In 2019, Sophia Genetics formed partnerships with Integrated DNA Technologies and Paragon Genomics, next-generation sequencing (NGS) assay development company, to provide COVID-19 test kits

In 2021, the company partnered with MGI, a subsidiary of BGI Group, to enable their users to access the SOPHiA DDM Platform for data analysis and interpretation. In March 2021, Sophia Genetics announced a long-term collaboration agreement with Hitachi. That same year, Sophia Genetics also worked with GE HealthCare to build an analytics platform that matches patients' treatment regimens for their specific genomic signature, cancer type, and lifelong health record.

In 2022, the firm committed to a collaboration with Memorial Sloan Kettering Cancer Center to advance predictive tumor analysis and, more broadly, clinical decision support.

In March 2023, the German biotechnology company Qiagen and Sophia Genetics paired their company's technology together for somatic variant detection. In october of the same year, the company entered a partnership with the pharmaceutical company AstraZeneca and Memorial Sloan Kettering Cancer Center to offer to more hospitals and patients around the world access to MSK's blood and tumor sequencing tests via Sophia's data-driven medicine platform.

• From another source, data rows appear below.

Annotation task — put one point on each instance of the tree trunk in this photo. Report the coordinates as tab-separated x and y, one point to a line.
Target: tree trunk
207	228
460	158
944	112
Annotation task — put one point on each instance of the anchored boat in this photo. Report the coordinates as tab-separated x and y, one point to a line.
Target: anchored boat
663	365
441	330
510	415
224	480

In 2024, Sophia Genetics entered a collaboration with NVIDIA and Microsoft to launch a whole-genome sequencing application.

In September 2025, Sophia Genetics and Myriad Genetics announced a strategic collaboration to co-develop a global liquid biopsy companion diagnostic based on the MSK-ACCESS assay, with Myriad leading regulatory submissions in the United States and Sophia Genetics managing submissions outside the U.S.

In June 2026, the company signed a memorandum of understanding with Memorial Sloan Kettering Cancer Center to explore forming a joint venture establishing a precision oncology hub, combining MSK's clinical and genomic data with the SOPHiA DDM platform.